Il parut enfin aux hommes sages et compatissants que la condamnation du général Lally était un de ces meurtres commis avec le glaive de la justice. Il n’est point de nation civilisée chez qui les lois, faites pour protéger l’innocence, n’aient servi quelquefois à l’opprimer. C’est un malheur attaché à la nature humaine, faible, passionnée, aveugle. Depuis le supplice des Templiers, point de siècle où les juges en France n’aient commis plusieurs de ces erreurs meurtrières.

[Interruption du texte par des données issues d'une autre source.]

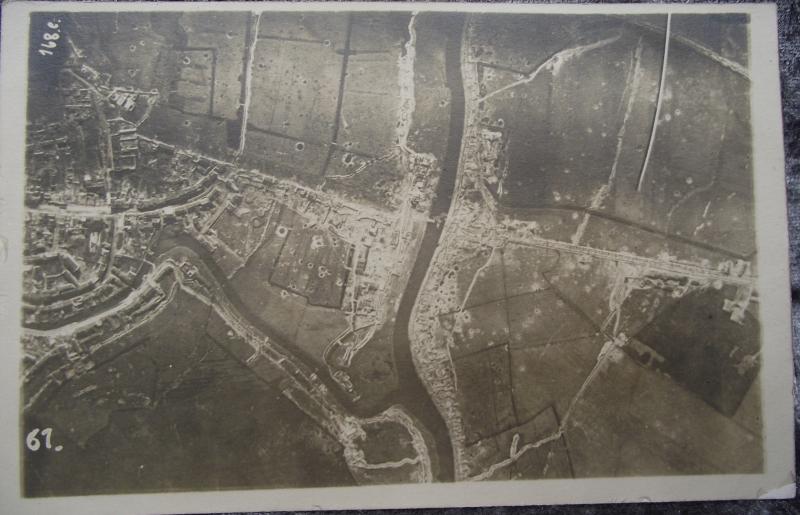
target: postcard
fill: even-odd
[[[4,7],[12,511],[794,495],[774,5]]]

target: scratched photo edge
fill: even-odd
[[[153,4],[146,4],[148,7]],[[367,10],[380,10],[382,4],[359,4]],[[137,4],[127,4],[125,9],[135,9]],[[202,6],[202,10],[214,10],[220,4]],[[8,328],[6,345],[14,351],[15,359],[3,361],[2,434],[0,449],[6,463],[3,473],[3,497],[17,503],[24,511],[43,507],[63,507],[68,511],[85,513],[100,512],[110,506],[118,507],[121,501],[130,500],[132,510],[223,510],[223,509],[313,509],[313,508],[377,508],[377,507],[427,507],[469,506],[539,503],[579,503],[600,501],[690,500],[724,499],[732,497],[755,498],[768,495],[771,490],[785,487],[793,481],[793,419],[792,419],[792,360],[789,332],[788,304],[788,244],[786,225],[785,192],[783,189],[783,145],[780,123],[779,89],[777,81],[777,48],[774,6],[705,5],[663,6],[641,5],[637,11],[663,13],[673,12],[748,12],[751,14],[751,56],[767,55],[769,59],[751,59],[753,75],[757,77],[751,89],[751,113],[753,132],[753,174],[756,209],[756,238],[760,254],[759,289],[762,299],[762,403],[764,413],[765,469],[763,474],[746,476],[698,476],[698,477],[646,477],[613,479],[576,479],[546,481],[508,481],[487,484],[433,484],[403,486],[357,486],[331,488],[303,488],[297,490],[261,490],[235,492],[184,492],[164,494],[92,495],[70,498],[20,498],[20,471],[22,445],[18,413],[19,392],[19,302],[21,298],[20,276],[22,227],[22,186],[24,169],[23,153],[25,125],[25,80],[27,60],[9,58],[10,52],[25,55],[27,48],[27,15],[34,11],[58,10],[116,10],[110,4],[28,4],[12,2],[4,6],[2,36],[2,180],[5,185],[0,210],[3,212],[0,239],[7,252],[6,262],[0,271],[5,298],[0,298],[0,316]],[[165,6],[158,5],[163,8]],[[180,10],[192,10],[195,5],[181,5]],[[240,5],[244,10],[260,10],[256,6]],[[345,6],[336,6],[345,8]],[[349,6],[348,6],[349,7]],[[415,10],[421,6],[399,4],[395,9]],[[430,6],[435,8],[436,6]],[[470,9],[486,12],[514,10],[519,6],[477,5]],[[526,6],[519,10],[537,12],[540,6]],[[621,6],[581,5],[580,12],[604,12]],[[310,9],[325,7],[316,4]],[[427,10],[428,6],[424,9]],[[267,6],[263,10],[269,10]],[[288,4],[287,10],[303,10],[302,4]],[[557,6],[548,6],[548,12]],[[686,10],[684,10],[686,9]],[[564,9],[570,12],[571,9]],[[21,115],[22,118],[19,118]],[[22,143],[20,145],[20,143]],[[780,200],[780,202],[777,202]],[[15,250],[17,249],[17,250]],[[626,494],[627,492],[627,494]],[[640,495],[641,492],[641,495]],[[635,494],[635,495],[631,495]],[[779,494],[792,496],[794,491]],[[85,510],[85,511],[84,511]]]

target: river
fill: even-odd
[[[446,215],[450,208],[455,187],[458,161],[461,153],[461,137],[464,132],[464,89],[461,80],[461,38],[465,22],[465,15],[461,13],[448,13],[440,15],[442,31],[447,35],[446,43],[446,78],[451,92],[450,125],[448,129],[447,148],[442,162],[442,172],[436,189],[431,216],[441,217]],[[377,405],[365,408],[353,402],[341,388],[330,378],[326,371],[320,370],[320,365],[310,355],[304,353],[297,345],[283,341],[274,334],[274,331],[256,313],[253,312],[239,297],[238,292],[230,284],[220,267],[214,262],[208,250],[189,235],[164,234],[157,243],[156,252],[166,251],[175,246],[187,247],[192,250],[205,263],[216,278],[228,300],[237,311],[259,331],[269,336],[270,339],[292,352],[301,362],[311,370],[318,372],[318,377],[323,380],[336,399],[352,414],[359,417],[372,417],[386,408],[399,404],[418,420],[427,432],[433,437],[435,449],[434,470],[437,481],[453,481],[454,464],[453,448],[450,435],[439,410],[417,375],[414,361],[411,356],[411,341],[408,327],[411,313],[416,303],[419,290],[430,267],[431,260],[439,244],[443,224],[428,223],[422,237],[422,243],[414,267],[411,271],[408,284],[400,300],[394,326],[393,348],[395,366],[397,368],[398,388],[382,399]]]

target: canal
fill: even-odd
[[[465,23],[462,13],[431,13],[437,16],[440,30],[446,34],[446,78],[450,89],[450,122],[448,127],[447,147],[442,161],[442,171],[436,189],[436,198],[431,209],[432,217],[447,214],[453,198],[453,191],[461,153],[461,137],[464,131],[464,89],[461,80],[461,39]],[[422,237],[419,253],[414,262],[411,275],[400,300],[393,334],[393,350],[397,368],[398,388],[384,397],[376,405],[365,407],[352,399],[330,378],[327,371],[321,370],[320,364],[297,345],[284,341],[261,317],[242,301],[239,293],[231,286],[222,269],[214,261],[209,251],[191,236],[182,232],[165,232],[156,244],[156,253],[165,252],[177,246],[186,247],[194,252],[212,273],[225,296],[236,310],[254,327],[268,336],[281,347],[289,350],[293,356],[317,372],[330,392],[350,413],[358,417],[373,417],[386,408],[399,404],[422,424],[433,438],[432,462],[437,481],[453,481],[454,462],[450,434],[439,410],[434,405],[425,385],[420,381],[411,355],[409,324],[411,313],[419,295],[428,268],[442,235],[442,223],[428,223]],[[429,442],[431,443],[431,442]]]

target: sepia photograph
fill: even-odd
[[[22,502],[794,495],[774,6],[66,5],[4,63]]]

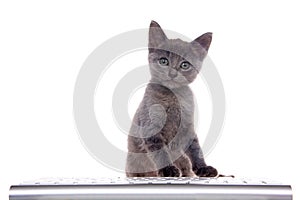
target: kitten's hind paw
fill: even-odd
[[[212,166],[201,167],[195,173],[200,177],[215,177],[218,175],[218,171]]]
[[[179,177],[180,176],[180,171],[177,167],[174,165],[169,165],[166,166],[162,169],[159,170],[159,176],[162,177]]]

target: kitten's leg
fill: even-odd
[[[197,176],[215,177],[218,175],[218,171],[215,168],[206,165],[197,137],[193,139],[191,145],[186,151],[186,154],[190,158],[193,171]]]
[[[156,166],[146,153],[128,153],[126,162],[127,177],[158,176]]]
[[[126,161],[127,177],[158,176],[153,161],[148,157],[143,139],[128,136],[128,154]]]
[[[175,160],[174,164],[181,171],[181,176],[183,177],[194,177],[195,174],[192,171],[192,163],[190,159],[183,153],[177,160]]]
[[[180,176],[180,171],[172,164],[169,153],[160,134],[145,139],[149,157],[158,168],[158,175],[163,177]]]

Tantôt c’était une loi absurde et barbare qui commandait ces iniquités judiciaires, tantôt c’était une loi sage qu’on pervertissait[1].

Qu’il soit permis de remettre ici sous les yeux ce que nous avons dit autrefois[2], que si on avait différé les supplices de la plupart des hommes en places, un seul à peine aurait été exécuté. La raison en est que cette même nature humaine, si cruelle quand elle est échauffée, revient à la douceur lorsqu’elle se refroidit[3].

  1. La maréchale d’Ancre fut accusée d’avoir sacrifié un coq blanc à la lune, et brûlée comme sorcière.

    On prouva au curé Gaufredi qu’il avait eu de fréquentes conférences avec le diable. Une des plus fortes charges contre Vanini était qu’on avait trouvé chez lui un grand crapaud ; et en conséquence il fut déclaré sorcier et athée.

    Le jésuite Girard fut accusé d’avoir ensorcelé La Cadière ; le curé Grandier, d’avoir ensorcelé tout un couvent.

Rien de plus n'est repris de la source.